Daily bread. Simple stuff. The necessities of life. Food, shelter, clothing.

“Hang on”, you might say. I earn my food. I pay for my shelter. I bought the clothes on my back. That, apparently, is not a new way of thinking.

Deuteronomy 8:17 says “You may say to yourself, "My power and the strength of my hands have produced this wealth for me." 18 But remember the LORD your God, for it is he who gives you the ability to produce wealth, and so confirms his covenant, which he swore to your forefathers, as it is today.”

In other words, “You perhaps have the ability to provide for yourself or your family, but where do you think the ability came from? God is the One who gave you that ability! God is the One who blesses you with good health so that you can provide for your family. Or God is the one who enables the government to give support as needed.

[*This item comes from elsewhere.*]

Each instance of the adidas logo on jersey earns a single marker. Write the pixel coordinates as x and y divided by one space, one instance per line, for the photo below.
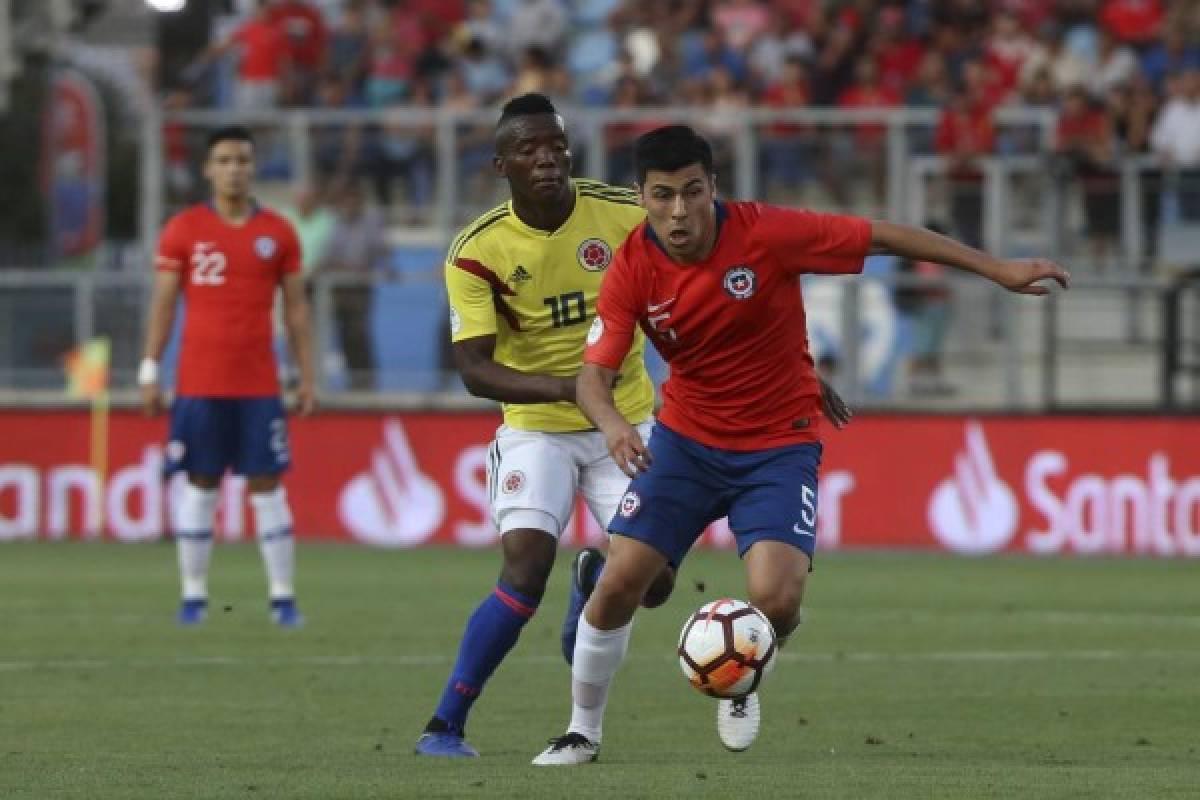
520 275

And God is the One who blesses the company you work for so that they can pay your salary. We must never forget that everything we have and everything we need comes from God.

So, there you have it,

Give us today our daily bread.

Six little words. All kinds of slightly veiled challenges. May we continue to pray as Christ taught us to pray.

May we in humility embrace our dependence on God. May we daily come to God understanding that He knows us and loves us and cares for our needs this day.

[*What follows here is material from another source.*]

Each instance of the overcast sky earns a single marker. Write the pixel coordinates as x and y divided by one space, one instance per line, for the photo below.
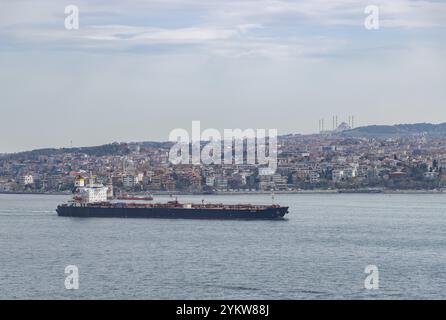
135 70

May we remember one another in our prayers, and to pray for the needs of humanity around our suffering globe. And may our passion be that His Kingdom would come, both that Kingdom that we await upon the return of our glorious Saviour Jesus Christ…

And that Kingdom that Jesus says is within us, seeking expression through us, through lives lived in humble dependence upon our gracious Heavenly Father for all our needs. In Jesus name we pray. Amen.